These filters are supported for all backends:

vex::Filter::Any. Selects all available devices.
vex::Filter::DoublePrecision. Selects devices that support double precision arithmetics.
vex::Filter::Count(n). Selects first n devices that are passed through the filter. This filter should be the last in the filter chain. This will assure that it will be applied only to devices which passed all other filters. Otherwise, you could get less devices than planned (every time this filter is applied, its internal counter is decremented).
vex::Filter::Position(n). Selects single device at the given position.

vex::Filter::Env. Selects devices with respect to environment variables. Recognized variables are:

`OCL_DEVICE`	Name of the device or its substring.
`OCL_MAX_DEVICES`	Maximum number of devices to select. The effect is similar to the `vex::Filter::Count` filter above.
`OCL_POSITION`	Single device with the specified position in the list of available devices. The effect is similar to the `vex::Filter::Position` filter above.
`OCL_PLATFORM`	OpenCL platform name or its substring. Only supported for OpenCL-based backends.
`OCL_VENDOR`	OpenCL device vendor name or its substring. Only supported for OpenCL-based backends.
`OCL_TYPE`	OpenCL device type. Possible values are `CPU`, `GPU`, `ACCELERATOR`. Only supported for OpenCL-based backends.
`OCL_EXTENSION`	OpenCL device supporting the specified extension. Only supported for OpenCL-based backends.

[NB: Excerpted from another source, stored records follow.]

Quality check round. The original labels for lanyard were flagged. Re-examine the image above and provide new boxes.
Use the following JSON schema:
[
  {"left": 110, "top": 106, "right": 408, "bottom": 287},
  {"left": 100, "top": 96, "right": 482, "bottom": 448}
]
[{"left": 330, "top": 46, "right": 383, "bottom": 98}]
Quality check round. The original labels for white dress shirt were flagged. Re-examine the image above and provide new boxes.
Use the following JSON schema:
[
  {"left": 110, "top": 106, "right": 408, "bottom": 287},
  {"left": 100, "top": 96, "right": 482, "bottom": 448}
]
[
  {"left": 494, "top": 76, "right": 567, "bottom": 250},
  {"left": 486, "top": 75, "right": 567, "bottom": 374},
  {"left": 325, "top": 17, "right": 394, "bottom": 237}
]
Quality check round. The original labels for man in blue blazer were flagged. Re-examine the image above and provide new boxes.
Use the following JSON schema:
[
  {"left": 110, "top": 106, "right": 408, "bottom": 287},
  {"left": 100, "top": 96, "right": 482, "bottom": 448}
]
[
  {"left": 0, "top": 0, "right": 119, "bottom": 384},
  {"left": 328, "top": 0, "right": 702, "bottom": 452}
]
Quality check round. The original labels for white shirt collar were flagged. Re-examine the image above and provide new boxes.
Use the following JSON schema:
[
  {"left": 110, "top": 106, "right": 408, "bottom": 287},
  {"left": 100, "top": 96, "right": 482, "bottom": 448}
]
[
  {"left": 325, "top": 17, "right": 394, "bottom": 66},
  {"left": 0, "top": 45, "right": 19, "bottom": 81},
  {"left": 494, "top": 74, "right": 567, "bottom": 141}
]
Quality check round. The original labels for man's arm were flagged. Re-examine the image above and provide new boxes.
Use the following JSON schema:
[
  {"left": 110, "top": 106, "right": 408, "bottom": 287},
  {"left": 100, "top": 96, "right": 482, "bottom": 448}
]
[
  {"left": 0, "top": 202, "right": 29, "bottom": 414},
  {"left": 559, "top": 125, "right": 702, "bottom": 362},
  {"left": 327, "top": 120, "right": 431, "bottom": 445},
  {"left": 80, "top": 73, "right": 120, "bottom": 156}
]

vex::Filter::Exclusive(filter). This is a filter wrapper that allows to obtain exclusive access to compute devices. This may be helpful if several compute devices are present in the system and several processes are trying to grab a single device. The exclusivity is only guaranteed between processes that use the Exclusive filter wrapper.

OpenCL-specific filters¶

These filters are only available for OpenCL and Boost.Compute backends:

vex::Filter::CLVersion(major,minor). Selects devices that support the specified version of OpenCL standard.
vex::Filter::Extension(string). Selects devices that provide the specified extension.
vex::Filter::GLSharing. Selects devices that support OpenGL sharing extension. This is a shortcut for vex::Filter::Extension("cl_khr_gl_sharing").
vex::Filter::Type(cl_device_type). Selects devices with the specified device type. The device type is a bit mask.
vex::Filter::GPU. Selects GPU devices. This is a shortcut for vex::Filter::Type(CL_DEVICE_TYPE_GPU).
vex::Filter::CPU. Selects CPU devices. This is a shortcut for vex::Filter::Type(CL_DEVICE_TYPE_CPU).
vex::Filter::Accelerator. Selects Accelerator devices. This is a shortcut for vex::Filter::Type(CL_DEVICE_TYPE_ACCELERATOR).

Custom filters¶

In case more complex functionality is required than provided by the builtin filters, the users may introduce their own functors:

// Select a GPU with more than 4GiB of global memory:
vex::Context ctx(vex::Filter::GPU &&
                 [](const vex::backend::device &d) {
                     size_t GiB = 1024 * 1024 * 1024;
                     return d.getInfo<CL_DEVICE_GLOBAL_MEM_SIZE>() >= 4 * GiB;
                 });

Reference¶

class vex::Context¶

VexCL context.

Holds vectors of vex::backend::context and vex::backend::command_queue instances.

Public Functions

template<class DevFilter> inline explicit Context(DevFilter &&filter, vex::backend::command_queue_properties properties = 0)¶: Initializes context from the device filter.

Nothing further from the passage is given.